Follow-up: How would you implement GitOps-style deployment where Git is the sole source of truth?

Your company's push-based deployment requires strict change control: all production changes must be approved, scheduled during maintenance windows, and have rollback plans. Currently this is manual: teams create tickets, get approvals, schedule deployments. How do you automate this workflow?

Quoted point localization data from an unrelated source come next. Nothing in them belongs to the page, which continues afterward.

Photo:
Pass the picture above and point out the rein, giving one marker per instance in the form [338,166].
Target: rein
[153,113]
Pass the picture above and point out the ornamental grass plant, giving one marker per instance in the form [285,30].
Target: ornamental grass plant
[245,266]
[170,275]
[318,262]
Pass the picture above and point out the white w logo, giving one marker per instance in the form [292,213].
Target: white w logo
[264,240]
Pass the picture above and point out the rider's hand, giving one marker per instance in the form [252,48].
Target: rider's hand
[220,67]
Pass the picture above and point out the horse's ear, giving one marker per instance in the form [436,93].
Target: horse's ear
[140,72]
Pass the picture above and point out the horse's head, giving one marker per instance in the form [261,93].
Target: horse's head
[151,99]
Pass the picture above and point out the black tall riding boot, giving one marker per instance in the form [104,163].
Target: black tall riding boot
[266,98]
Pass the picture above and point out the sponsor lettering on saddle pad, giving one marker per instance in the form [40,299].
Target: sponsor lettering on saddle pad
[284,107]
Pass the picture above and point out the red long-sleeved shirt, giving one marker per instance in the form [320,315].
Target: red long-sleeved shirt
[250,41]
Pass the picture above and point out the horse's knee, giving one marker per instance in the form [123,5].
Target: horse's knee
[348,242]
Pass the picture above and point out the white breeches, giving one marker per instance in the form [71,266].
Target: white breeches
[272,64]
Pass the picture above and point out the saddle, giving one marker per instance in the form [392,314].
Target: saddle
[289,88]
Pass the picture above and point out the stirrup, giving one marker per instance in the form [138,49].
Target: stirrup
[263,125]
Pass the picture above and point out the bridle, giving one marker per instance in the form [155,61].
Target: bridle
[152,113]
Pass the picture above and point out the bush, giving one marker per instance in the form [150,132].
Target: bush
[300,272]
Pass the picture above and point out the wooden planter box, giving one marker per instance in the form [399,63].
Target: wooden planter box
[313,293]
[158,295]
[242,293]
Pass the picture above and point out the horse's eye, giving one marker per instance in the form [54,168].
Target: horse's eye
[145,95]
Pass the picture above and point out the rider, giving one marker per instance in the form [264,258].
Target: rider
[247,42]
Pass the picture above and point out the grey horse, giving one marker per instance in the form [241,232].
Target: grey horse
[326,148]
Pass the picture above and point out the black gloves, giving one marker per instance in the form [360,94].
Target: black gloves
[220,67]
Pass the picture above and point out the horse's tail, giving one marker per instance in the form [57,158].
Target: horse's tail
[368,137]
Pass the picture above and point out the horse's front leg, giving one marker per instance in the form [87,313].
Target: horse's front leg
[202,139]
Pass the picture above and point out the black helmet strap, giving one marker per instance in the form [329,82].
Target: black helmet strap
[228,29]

Implement Tower workflow automation for change control. Create workflow: 1) Change request submission (via form or API), 2) Approval gate (requires security/ops sign-off), 3) Scheduling (allow execution only during maintenance window), 4) Pre-deployment validation (syntax check, test environment validation), 5) Deployment, 6) Post-deployment health check, 7) Rollback if health check fails. Integrate with ticketing system: Ansible deployment must reference valid change ticket. Use Tower credentials to control who can approve changes: only ops team members can approve prod changes. Implement approval workflow: change submitted to Tower, generates alert to approvers, they click approve in Tower UI. Implement scheduling: Tower workflow has scheduled start time, won't execute outside maintenance window. Use Tower's built-in approval nodes in workflows. Implement pre-flight checks: before deployment, verify system is in expected state. Implement health check gate: after deployment, run smoke tests. If tests fail, auto-trigger rollback playbook. Implement audit trail: log all approvals, changes, and rollbacks to compliance system. Use Slack/Teams integration to notify teams of change progress. Implement dry-run capability: teams can test deployment in staging, verify health checks pass before production.

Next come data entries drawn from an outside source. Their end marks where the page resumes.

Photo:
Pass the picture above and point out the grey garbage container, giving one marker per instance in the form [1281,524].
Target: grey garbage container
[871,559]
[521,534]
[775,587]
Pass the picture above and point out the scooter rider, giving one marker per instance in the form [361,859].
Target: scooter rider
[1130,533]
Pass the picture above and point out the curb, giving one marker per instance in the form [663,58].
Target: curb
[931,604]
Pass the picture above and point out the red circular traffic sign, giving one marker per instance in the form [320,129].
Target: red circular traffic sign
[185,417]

Follow-up: How would you implement emergency change procedures that bypass normal approval workflow?

Your push-based Ansible deployment scales to 50,000 servers globally. A single control node can't handle this scale. You implement Tower with multiple execution nodes. Now deployment coordination is complex: how do you ensure consistency across globally distributed execution?

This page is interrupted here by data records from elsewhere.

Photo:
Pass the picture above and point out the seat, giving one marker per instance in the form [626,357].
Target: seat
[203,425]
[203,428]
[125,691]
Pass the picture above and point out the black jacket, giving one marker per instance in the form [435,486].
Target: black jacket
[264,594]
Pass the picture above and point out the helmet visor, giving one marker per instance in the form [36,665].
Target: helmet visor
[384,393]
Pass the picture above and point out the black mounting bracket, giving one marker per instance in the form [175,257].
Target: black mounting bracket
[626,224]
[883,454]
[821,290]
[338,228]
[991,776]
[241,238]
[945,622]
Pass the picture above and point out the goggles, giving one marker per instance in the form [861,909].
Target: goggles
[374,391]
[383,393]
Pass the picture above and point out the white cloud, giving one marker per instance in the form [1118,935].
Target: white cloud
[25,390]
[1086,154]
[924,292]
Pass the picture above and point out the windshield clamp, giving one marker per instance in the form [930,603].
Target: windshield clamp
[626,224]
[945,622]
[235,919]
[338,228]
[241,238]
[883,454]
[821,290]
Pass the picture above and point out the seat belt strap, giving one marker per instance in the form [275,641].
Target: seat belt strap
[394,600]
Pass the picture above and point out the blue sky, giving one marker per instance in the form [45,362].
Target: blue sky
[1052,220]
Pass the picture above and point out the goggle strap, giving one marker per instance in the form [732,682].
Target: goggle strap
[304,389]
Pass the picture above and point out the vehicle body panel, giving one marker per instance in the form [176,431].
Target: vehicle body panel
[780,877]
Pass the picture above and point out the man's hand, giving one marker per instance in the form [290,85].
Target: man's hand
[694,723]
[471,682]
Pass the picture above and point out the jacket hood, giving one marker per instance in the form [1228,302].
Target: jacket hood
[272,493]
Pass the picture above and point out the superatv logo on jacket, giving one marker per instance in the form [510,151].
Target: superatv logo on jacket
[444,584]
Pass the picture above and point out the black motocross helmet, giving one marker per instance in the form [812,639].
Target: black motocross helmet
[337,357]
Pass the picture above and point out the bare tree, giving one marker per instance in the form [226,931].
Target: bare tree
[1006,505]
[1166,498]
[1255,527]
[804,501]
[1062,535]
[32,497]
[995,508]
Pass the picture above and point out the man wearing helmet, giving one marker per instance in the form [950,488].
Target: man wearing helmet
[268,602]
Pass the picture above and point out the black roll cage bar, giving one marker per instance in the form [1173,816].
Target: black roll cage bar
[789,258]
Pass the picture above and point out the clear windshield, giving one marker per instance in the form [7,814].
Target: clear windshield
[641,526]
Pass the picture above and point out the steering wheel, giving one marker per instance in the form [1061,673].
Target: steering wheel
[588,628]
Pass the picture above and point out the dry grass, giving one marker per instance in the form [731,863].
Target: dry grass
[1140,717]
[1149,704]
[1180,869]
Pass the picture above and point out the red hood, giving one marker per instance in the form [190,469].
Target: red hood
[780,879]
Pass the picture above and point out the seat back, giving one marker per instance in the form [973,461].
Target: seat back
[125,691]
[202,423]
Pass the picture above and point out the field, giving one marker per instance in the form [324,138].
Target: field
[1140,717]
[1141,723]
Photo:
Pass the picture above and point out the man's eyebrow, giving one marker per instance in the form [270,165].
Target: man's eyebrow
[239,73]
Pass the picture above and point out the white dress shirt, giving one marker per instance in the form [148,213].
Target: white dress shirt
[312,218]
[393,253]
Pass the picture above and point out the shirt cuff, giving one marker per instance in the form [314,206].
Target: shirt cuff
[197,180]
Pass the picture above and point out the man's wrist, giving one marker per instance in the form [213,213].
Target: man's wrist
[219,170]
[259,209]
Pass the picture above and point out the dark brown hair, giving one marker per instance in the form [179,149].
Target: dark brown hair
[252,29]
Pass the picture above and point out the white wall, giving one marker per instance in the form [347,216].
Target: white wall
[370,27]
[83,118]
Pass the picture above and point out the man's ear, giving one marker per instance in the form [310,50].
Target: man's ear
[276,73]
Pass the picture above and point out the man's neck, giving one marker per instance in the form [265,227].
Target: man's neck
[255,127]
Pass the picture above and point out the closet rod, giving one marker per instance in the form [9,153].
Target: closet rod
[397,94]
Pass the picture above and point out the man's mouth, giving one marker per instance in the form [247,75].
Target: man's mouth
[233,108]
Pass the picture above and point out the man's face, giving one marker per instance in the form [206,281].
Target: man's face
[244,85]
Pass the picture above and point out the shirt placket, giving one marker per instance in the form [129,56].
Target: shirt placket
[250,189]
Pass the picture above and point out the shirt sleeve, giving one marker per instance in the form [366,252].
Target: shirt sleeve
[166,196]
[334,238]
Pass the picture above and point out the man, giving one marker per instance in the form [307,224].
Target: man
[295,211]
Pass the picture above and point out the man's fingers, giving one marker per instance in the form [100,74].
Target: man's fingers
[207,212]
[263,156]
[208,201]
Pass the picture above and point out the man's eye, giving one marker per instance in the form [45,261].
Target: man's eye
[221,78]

Implement distributed execution with coordinated state management. Use Tower's instance groups to organize execution nodes by region: `us-east-nodes`, `us-west-nodes`, `europe-nodes`. Each group runs deployments to its region independently. Implement Tower workflows that coordinate across regions: execute US deployment, wait for validation, then execute Europe. Use Tower's shared database for state: all Tower instances read/write to centralized PostgreSQL, ensuring consistency. Implement deployment locking: Tower workflow acquires lock on infrastructure being modified, preventing concurrent deployments. Use playbook variables to handle regional differences: `region: us-east` drives conditional logic. Implement inventory mirroring: each execution node has copy of inventory (cache), synced from Tower database. Implement checkpoint-based deployment: save deployment state after each critical step. If partial failure occurs, replay from checkpoint. Use Tower webhooks for inter-region coordination: each region's deployment completion triggers next region's deployment. Implement distributed tracing: track deployment progress across all execution nodes. Use Tower API for programmatic deployment coordination: monitor job progress across all nodes, aggregate results.

Follow-up: How would you implement disaster recovery where entire region's execution infrastructure fails?